Avec quelques collaboratrices, d’autres limites ont été franchies. Deux d’entre elles ont reçu, juste après leurs entretiens d’embauche, un texto «ambigu», tard le soir. Elles ont mis un point d’honneur «à y répondre le samedi matin, après 9 heures, avec un “bien cordialement” à la fin». En audience, ou même pendant leurs vacances en famille, certaines recevaient parfois de déplaisants : «Je ne te manque pas trop ?» Sous couvert de complicité et de second degré, Antoine Vey versait régulièrement dans la sexualisation des corps et des tenues de ses consœurs, à qui il expliquait détester les minijupes, mais adorer le style d’Anna Wintour, la rédactrice en chef de Vogue. Une ex-collaboratrice dit s’être vu imposer des mains sur les cuisses et plusieurs propos déplacés : «On voit bien tes jambes», «ce confrère, tu coucherais avec lui ?», mais aussi «et si je te mettais la main aux fesses, ton mec il ferait quoi ?» Autant de gestes et de paroles vécus comme des brûlures indélébiles, dont d’autres femmes du cabinet ont été averties. «Demain, pantalon et petit col roulé !» conseille une avocate à sa consœur fraîchement recrutée. «Mon quotidien, pendant deux ans, c’était : “n’oublie pas ton pantalon en cuir pour aller en prison”», ou «ça me plaît quand tu as cette robe», affirme une autre. Si elles se montraient imperméables au jeu de séduction opéré par leur patron, certaines ont pu se voir retirer leurs dossiers favoris..

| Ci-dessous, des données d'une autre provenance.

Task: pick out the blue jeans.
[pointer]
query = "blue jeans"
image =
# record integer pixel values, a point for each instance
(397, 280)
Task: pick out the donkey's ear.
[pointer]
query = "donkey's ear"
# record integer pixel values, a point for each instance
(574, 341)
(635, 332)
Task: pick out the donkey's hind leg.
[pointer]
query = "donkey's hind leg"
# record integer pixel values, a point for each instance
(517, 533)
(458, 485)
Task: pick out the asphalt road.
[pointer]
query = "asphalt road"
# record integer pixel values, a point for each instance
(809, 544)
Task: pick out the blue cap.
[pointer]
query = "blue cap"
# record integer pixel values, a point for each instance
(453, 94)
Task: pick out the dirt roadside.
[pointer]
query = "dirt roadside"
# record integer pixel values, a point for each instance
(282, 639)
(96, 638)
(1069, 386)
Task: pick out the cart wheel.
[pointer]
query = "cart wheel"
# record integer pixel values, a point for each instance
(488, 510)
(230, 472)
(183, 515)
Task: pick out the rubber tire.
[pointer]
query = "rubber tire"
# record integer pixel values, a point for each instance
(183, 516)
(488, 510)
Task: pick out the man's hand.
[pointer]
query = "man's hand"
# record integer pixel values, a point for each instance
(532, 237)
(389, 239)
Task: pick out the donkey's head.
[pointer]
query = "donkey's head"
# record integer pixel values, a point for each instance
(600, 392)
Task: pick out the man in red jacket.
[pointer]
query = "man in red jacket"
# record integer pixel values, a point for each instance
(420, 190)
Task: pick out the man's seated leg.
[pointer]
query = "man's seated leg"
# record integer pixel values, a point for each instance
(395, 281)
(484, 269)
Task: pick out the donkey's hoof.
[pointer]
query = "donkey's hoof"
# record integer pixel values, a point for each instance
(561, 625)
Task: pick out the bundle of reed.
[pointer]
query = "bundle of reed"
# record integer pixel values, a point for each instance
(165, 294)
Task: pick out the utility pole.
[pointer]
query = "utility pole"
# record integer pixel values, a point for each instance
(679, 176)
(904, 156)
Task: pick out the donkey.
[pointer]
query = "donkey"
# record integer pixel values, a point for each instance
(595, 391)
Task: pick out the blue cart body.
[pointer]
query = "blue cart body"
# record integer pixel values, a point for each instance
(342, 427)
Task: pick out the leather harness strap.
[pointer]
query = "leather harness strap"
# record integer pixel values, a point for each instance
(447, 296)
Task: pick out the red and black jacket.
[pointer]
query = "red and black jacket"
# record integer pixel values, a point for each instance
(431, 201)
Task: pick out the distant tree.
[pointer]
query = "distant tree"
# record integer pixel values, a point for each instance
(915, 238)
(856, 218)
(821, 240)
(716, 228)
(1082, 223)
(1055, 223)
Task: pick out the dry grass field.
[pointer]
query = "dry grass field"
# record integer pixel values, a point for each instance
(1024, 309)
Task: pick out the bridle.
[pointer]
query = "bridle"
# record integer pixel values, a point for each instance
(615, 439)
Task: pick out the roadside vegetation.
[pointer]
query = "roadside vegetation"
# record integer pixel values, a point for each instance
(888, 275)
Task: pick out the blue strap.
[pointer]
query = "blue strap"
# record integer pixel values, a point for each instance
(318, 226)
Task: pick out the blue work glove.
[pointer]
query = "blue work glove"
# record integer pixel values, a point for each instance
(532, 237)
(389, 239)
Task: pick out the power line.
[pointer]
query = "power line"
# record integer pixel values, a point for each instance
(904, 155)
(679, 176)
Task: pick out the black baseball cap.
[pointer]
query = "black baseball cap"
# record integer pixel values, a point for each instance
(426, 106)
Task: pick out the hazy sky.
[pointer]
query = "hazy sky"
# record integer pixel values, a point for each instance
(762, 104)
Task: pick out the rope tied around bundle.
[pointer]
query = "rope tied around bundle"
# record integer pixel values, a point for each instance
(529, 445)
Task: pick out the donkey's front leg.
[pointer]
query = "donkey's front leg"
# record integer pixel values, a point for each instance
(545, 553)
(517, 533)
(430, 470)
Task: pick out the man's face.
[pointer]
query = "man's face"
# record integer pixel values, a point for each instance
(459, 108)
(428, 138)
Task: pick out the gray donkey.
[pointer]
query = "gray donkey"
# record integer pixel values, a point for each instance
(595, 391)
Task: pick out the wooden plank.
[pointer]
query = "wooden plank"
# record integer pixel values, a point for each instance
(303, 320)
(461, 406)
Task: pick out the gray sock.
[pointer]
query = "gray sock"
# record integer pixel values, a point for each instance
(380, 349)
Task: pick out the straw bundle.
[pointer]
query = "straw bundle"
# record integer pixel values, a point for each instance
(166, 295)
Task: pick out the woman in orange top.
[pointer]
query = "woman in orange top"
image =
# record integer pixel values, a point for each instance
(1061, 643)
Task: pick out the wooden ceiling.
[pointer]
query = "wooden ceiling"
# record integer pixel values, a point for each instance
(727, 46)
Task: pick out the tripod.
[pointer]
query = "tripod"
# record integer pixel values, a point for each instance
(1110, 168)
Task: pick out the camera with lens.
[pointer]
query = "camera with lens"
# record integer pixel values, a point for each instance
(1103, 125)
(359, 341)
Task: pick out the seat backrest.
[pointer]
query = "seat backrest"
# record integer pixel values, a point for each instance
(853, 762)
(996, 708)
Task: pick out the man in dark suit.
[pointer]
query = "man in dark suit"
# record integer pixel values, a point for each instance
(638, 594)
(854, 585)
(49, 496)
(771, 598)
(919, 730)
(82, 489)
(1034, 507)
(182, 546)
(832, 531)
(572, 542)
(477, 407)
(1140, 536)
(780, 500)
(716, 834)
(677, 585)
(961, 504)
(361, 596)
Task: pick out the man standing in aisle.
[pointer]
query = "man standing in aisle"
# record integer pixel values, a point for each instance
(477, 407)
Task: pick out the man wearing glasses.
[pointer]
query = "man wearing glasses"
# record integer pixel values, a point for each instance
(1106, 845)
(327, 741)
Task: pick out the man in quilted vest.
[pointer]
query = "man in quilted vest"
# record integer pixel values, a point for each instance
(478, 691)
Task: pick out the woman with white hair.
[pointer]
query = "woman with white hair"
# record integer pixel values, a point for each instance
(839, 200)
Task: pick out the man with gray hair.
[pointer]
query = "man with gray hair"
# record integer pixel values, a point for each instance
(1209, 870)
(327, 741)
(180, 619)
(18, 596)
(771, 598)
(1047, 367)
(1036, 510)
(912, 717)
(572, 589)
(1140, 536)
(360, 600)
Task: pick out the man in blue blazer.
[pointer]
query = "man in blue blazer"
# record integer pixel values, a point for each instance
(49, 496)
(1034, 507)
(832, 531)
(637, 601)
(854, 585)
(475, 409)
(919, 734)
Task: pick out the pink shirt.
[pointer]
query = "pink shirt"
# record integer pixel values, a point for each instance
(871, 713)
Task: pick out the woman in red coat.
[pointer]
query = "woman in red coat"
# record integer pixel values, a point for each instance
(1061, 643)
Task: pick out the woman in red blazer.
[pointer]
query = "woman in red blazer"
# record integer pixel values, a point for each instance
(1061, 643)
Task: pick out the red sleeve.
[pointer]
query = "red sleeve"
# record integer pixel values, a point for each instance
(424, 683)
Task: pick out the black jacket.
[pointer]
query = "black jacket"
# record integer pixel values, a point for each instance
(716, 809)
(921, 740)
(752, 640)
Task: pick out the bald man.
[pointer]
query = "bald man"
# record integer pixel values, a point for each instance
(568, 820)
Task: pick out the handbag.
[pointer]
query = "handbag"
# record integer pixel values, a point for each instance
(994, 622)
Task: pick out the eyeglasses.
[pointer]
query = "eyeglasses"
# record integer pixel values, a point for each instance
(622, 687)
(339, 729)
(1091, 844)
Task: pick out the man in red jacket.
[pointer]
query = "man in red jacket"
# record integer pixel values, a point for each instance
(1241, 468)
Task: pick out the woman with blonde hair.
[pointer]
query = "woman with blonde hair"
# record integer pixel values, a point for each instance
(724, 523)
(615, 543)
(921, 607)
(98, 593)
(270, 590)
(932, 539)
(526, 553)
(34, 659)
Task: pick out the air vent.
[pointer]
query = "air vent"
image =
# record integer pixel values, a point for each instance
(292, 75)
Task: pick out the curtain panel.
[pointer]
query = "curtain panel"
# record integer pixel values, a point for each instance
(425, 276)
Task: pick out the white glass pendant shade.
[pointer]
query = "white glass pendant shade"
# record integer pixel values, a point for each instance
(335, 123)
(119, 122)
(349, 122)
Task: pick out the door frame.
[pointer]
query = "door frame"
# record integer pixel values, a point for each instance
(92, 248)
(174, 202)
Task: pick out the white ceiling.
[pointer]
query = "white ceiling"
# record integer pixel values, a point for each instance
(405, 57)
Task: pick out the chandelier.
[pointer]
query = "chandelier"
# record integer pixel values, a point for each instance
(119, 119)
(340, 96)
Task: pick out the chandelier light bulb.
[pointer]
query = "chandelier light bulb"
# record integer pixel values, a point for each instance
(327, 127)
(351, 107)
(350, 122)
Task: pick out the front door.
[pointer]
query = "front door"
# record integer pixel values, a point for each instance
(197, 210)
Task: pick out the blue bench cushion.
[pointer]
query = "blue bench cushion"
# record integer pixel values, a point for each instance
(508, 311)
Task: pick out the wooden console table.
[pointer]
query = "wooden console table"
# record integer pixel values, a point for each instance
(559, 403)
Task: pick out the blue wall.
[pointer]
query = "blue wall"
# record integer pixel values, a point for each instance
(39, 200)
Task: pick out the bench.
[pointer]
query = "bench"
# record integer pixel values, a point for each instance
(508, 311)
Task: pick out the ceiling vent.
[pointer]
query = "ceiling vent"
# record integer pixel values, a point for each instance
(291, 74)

En outre, beaucoup craignaient de se «coltiner Antoine en déplacement», promesse de journée «tunnel», «où il fallait résister à ses avances à peine voilées», «supporter son humour beauf», «ou hocher la tête devant d’interminables monologues». Parfois, Vey insistait pour partir la veille, et ainsi dormir en province avec une collaboratrice. «C’est quelqu’un d’infiniment oppressif dans son comportement à l’égard des autres, mais surtout des femmes, assène une trentenaire. Il vous impose ses humeurs, ses envies, parfois ses fantasmes. Il cherche toujours à savoir si vous avez un copain, si oui ce qu’il fait dans la vie. Il y a plusieurs fois par semaine des scènes ou des dialogues irréels au cabinet. C’est insoupçonnable depuis l’extérieur, et difficile à décrire tellement c’est insidieux et incessant. Au bout d’un certain temps, notre radar se casse. On ne sait plus vraiment ce qui est tolérable et ce qui ne l’est pas.»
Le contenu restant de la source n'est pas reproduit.